Week 3 – How to Become a Photographer

Rule of Thirds



This picture breaks the Rule of Thirds by placing my nephew in within the box formed by the four lines, as opposed to placing him at the intersections of the lines as dictated by the Rule of Thirds.  I think its interesting how all of his neighbors (the stuff animal gang) also lie primarily in the squares as opposed to the intersections.  It’s clear that the center focus of this picture is baby Gus, and Rule of Thirds or not, it’s a great picture!

Alter Your Perspective

Baldhead Island


This shot was taken at the Baldhead Island off the coast of North Carolina (just outside Wilmington).  This shot plays with perspective as the plant material is actually only 1-2 inches high, and the cliffs in the background are actually only a foot high, at most.  

(Note:  I did not actually go to Baldhead this weekend, but had actually taken this shot memorial day last year, however, it was too hard NOT to use this as the play perspective is pretty awesome.)

Playing with Lighting


This shot plays with lighting and perspective.  The close up shot makes the hippo seem larger than it actually is.  If I had removed the background and the removed the view of the flame, the hippo could have been taken to full-scale, or at least something larger than a 2-inch figurine.  

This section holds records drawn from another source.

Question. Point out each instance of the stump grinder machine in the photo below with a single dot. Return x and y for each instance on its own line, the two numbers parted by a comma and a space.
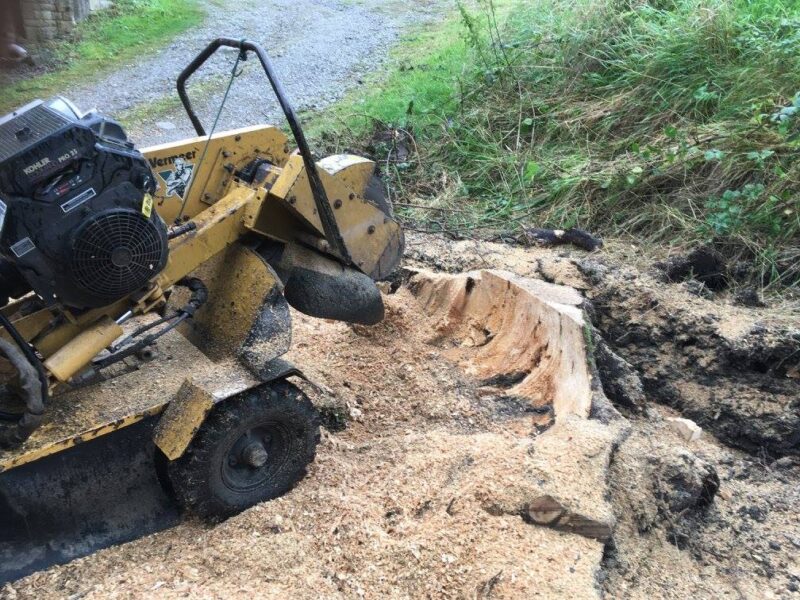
144, 311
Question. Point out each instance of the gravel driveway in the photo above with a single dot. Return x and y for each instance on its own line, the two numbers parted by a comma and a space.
320, 49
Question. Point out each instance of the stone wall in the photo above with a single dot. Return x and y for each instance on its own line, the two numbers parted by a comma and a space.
48, 19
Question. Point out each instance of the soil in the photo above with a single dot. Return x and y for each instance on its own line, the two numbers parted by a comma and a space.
430, 482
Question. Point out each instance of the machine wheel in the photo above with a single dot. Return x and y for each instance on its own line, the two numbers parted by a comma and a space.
376, 193
252, 448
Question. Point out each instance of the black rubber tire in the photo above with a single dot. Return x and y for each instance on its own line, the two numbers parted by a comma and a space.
376, 194
203, 480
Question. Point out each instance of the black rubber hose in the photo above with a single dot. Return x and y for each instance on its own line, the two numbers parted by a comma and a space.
199, 294
13, 436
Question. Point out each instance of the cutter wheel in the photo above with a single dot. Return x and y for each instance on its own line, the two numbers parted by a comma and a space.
144, 309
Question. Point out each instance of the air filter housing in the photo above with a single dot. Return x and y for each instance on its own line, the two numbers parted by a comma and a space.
78, 222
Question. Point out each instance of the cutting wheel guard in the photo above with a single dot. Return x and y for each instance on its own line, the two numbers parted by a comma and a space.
329, 224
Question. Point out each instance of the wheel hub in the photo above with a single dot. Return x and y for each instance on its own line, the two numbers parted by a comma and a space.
255, 455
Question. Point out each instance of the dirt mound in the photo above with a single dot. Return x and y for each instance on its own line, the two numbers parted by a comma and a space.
446, 482
452, 474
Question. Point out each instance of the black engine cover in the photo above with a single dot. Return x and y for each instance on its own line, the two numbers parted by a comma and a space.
76, 215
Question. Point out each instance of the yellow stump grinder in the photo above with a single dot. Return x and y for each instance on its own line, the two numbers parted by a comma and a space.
144, 310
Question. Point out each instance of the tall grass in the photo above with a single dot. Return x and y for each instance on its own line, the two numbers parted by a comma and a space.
667, 121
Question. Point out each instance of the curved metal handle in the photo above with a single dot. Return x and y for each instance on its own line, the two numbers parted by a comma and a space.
329, 225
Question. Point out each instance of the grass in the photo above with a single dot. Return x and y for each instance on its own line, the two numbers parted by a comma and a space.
668, 122
129, 29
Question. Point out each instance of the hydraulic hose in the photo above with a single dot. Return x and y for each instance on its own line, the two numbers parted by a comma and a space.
14, 435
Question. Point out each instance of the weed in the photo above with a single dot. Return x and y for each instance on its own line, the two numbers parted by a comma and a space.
672, 122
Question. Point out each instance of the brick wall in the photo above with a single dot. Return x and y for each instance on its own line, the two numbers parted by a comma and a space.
48, 19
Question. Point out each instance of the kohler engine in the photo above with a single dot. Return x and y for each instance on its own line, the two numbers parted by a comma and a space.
77, 224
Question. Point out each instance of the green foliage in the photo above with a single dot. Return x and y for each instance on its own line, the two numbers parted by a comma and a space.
673, 122
129, 29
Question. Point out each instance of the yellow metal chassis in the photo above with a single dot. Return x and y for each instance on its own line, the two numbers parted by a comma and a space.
205, 363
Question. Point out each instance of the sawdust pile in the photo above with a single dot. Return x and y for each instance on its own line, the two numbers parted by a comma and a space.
448, 482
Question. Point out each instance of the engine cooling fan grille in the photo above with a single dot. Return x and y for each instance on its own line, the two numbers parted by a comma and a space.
116, 252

One thought on “Week 3 – How to Become a Photographer

  1. A very good set of examples and explanations. I agree the photo of your nephew (which is really a good one composition wise) is one where it does not strictly apply. It gets to be a question about what is being located. His face is not fully centered, and it is the facial elements, especially the eyes, which work well on the lines, which in fact where his left eye is lined up.

    The point is a perfectly centered person with nothing behind them creates somewhat of a equilibrium, so we balance the “weight” of our subject, the person by moving them off center, and balancing that with less weight (more more space) of background. It’s just something to experiment with, as you have done.

    Scale and perspective work really well; try also some side angles too.